O gün hava kapalıydı.Pazar gününün kasveti çökmüştü adeta şehire.Etrafta malikanelerden başka hiçbirşey yoktu, ne bir kafe ne de bir kilise.MeLodie bu evde ilk kez anne ve babasına kızırak kapıyı çarpıp çıkmıştı.Eve döndüğünde sonuçlarına katlanacağını bilse de bu yaptığı hareketle anne ve babasına neler hissettiğini bir nevi anlatmış olacaktı en azından öyle umuyordu.Yol boyunca hızını kesmeden yürüdü.Daha sonra uzaktan gelen tekerlek seslerini duydu.Bu yoldan sık sık araba geçmese de nadiren geçerdi.Tepkisiz arabanın geçip gitmesini beklerken, araba MeLodie'nin yanında fren yaptı.Hava kapalı olduğundan arabanın camından içeriyi göremiyordu.İçerden gelen tıkırtıyla cam yavaş yavaş aşağıya inmeye başladı.Arabanın direksiyonunda onyedi - onsekiz yaşlarında genç bir çocuk oturuyordu ve MeLodie'ye göre oldukça yakışıklıydı.Siyah saçlı, beyaz tenli, iri siyah gözlere sahipti.Yavaşca cama doğru uzandı.
"Merhaba!
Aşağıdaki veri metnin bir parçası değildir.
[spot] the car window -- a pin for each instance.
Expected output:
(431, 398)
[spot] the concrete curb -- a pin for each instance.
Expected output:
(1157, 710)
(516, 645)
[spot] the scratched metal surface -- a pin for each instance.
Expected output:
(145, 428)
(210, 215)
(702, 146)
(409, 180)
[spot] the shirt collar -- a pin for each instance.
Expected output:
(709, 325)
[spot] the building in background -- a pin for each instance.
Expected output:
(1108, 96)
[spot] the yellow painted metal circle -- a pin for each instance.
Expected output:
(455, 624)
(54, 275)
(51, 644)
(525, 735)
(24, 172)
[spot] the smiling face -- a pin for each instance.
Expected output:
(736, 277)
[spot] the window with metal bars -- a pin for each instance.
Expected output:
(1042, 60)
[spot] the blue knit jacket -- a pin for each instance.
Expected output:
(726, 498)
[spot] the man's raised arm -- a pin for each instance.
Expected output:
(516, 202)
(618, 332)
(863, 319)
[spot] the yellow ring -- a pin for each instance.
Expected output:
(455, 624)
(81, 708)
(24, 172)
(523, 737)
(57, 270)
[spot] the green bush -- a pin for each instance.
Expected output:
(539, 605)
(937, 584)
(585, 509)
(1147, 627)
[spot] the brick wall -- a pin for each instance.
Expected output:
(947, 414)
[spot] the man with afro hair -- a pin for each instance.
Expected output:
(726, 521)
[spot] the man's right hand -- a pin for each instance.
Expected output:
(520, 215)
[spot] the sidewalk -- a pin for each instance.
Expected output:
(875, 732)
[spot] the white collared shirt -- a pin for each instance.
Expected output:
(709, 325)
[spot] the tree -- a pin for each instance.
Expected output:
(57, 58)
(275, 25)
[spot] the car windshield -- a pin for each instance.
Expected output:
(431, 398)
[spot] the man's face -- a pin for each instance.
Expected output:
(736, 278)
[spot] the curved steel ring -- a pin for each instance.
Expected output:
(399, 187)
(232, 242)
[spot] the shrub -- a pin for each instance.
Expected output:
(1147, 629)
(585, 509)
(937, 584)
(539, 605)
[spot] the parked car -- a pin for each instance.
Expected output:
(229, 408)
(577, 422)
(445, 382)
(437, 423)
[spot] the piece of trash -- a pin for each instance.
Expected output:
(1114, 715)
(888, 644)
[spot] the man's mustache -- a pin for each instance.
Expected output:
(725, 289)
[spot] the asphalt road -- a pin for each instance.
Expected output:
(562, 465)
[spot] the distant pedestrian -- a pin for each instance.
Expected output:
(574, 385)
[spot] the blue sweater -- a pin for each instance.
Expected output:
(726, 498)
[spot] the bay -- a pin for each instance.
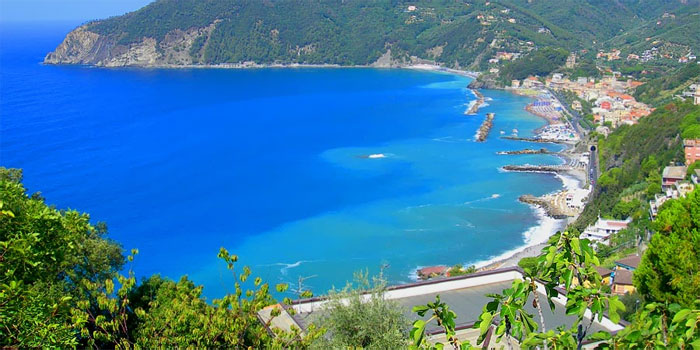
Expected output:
(272, 164)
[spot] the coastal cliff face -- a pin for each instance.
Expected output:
(82, 46)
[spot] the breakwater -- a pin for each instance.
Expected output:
(526, 151)
(531, 139)
(477, 104)
(537, 168)
(546, 203)
(485, 128)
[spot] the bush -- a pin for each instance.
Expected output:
(353, 323)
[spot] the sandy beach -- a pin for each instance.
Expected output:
(574, 181)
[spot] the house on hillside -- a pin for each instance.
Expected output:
(680, 189)
(629, 263)
(623, 273)
(431, 271)
(604, 228)
(532, 83)
(605, 274)
(622, 282)
(671, 175)
(691, 148)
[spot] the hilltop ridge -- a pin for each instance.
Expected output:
(456, 34)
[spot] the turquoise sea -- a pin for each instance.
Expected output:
(272, 164)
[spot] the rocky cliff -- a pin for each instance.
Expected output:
(82, 46)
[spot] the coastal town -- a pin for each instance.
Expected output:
(609, 104)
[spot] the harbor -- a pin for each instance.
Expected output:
(474, 107)
(526, 151)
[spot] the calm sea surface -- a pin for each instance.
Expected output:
(271, 164)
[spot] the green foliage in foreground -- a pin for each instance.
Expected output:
(357, 323)
(60, 287)
(669, 270)
(566, 261)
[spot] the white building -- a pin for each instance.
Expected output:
(603, 228)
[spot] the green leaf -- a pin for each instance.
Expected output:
(485, 323)
(576, 246)
(681, 315)
(418, 331)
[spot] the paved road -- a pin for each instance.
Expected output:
(575, 116)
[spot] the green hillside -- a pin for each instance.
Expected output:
(451, 32)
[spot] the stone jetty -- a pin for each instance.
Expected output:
(537, 168)
(477, 104)
(527, 151)
(531, 139)
(485, 127)
(545, 203)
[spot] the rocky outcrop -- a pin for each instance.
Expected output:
(485, 128)
(82, 46)
(484, 83)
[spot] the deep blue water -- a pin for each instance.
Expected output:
(269, 164)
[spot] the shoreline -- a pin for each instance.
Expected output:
(535, 237)
(572, 180)
(418, 66)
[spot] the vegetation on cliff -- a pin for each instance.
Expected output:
(631, 161)
(452, 33)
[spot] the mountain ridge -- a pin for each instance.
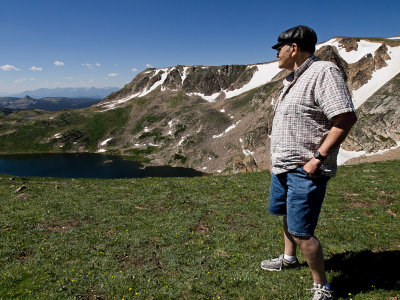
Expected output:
(217, 119)
(47, 103)
(69, 92)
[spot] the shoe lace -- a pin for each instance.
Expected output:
(320, 293)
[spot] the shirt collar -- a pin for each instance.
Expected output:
(296, 74)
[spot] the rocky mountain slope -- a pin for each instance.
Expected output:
(217, 119)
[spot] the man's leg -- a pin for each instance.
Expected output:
(312, 251)
(290, 243)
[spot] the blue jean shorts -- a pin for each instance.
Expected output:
(298, 197)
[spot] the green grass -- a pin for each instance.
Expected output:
(191, 238)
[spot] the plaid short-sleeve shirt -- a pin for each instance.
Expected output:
(303, 115)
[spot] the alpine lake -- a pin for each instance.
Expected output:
(84, 165)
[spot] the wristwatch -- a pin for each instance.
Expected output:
(319, 156)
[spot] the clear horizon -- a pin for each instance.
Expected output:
(50, 44)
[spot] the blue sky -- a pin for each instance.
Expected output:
(84, 43)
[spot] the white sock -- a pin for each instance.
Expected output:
(289, 258)
(327, 285)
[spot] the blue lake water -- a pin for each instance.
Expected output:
(84, 165)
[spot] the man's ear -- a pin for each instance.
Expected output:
(295, 50)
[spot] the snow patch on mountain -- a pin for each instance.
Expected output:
(379, 77)
(263, 75)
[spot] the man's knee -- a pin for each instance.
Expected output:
(304, 240)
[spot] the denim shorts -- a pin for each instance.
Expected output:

Böyle biryerde sokakta tek başına yürümek akıl kârı olmasa gerek" dedi çocuk yüzündeki tatlı gülümsemeyle.MeLodie önce çocuğun söylediklerine anlam veremese de şaşkınlıktan kurtulup "Bazen yalnız kalmak isteyebilirsin. Bunun için yer ve zaman önemli değildir" tebessüm etmeye çalışsada gördüğü manzara ona izin vermiyordu."Sanırım haklısın ama bak Tanrı yalnız kalmanı istememiş olmalı ki beni gönderdi.Bu arada ben David" arabanın penceresinden MeLodie'ye doğru bir el uzanmıştı.Hafifçe el sıkıştılar "Memnun oldum bende MeLodie'ux ama kısaca MeLodie diyebilirsin" hala elini çekmemişti David."MeLodie hadi gel şehir merkezine inip birşeyler içelim baksana hava kapalı yürü yürü bitmez bu yol sonra söz seni aldığım yere kadar bırakırım" derken David o kadar masum duruyordu ki MeLodie bir anda kendini arabada buldu.Yol boyunca sohbet ettiler.MeLodie kafa dengi birilerini bulduğu için kendini çok şanslı hissediyordu.Şehir merkezinde bir kafede birşeyler içtiler.Oradan çıkıp David'in yoğun ısrarları üzerine Lunapark'a gittiler ve deliler gibi eğlendiler.Saat ne MeLodie'nin ne de David'in umrunda bile değildi.Eve dönüş sırasında da bol bol konuştular ve birbirlerini daha çok tanıdılar.David'in aslında komşuları olduğu ve MeLodie gibi İngiltere'de ilkokulu okuduğunu bilmek güzel bir duyguydu.En güzeli ise David'i istediği zaman görebilecek olmasıydı.Saat akşam on buçuğu gösterirken ancakn eve gelebilmişlerdi.MeLodie arabanın kapısını açmak içini elini uzattığında birşeyler söylemesi gerektğini hissederek geri döndü; "Hayatımda geçirdiğim en güzel günlerden biriydi çok sağol David" dedi gülümseyerek gözlerinin içine baktı "Esas ben teşekkür ederim sen gerçekten mükemmel birisin" diye karşılık verdi David'te.MeLodie yanağına minik bir öpücük kondurarak David'in arabasından indi.Çantasından çıkardığı anahtarla kapıyı açtı.Herkes uyuyo olması için dua ederken sessizce odasına çıktı.
MeLodie'yi gören olmamıştı ancak sabah neler olacağı hakkında kimsenin bilgisi yoktu.Paul mu? Onu düşünmeye hiç vakti olmamıştı bile.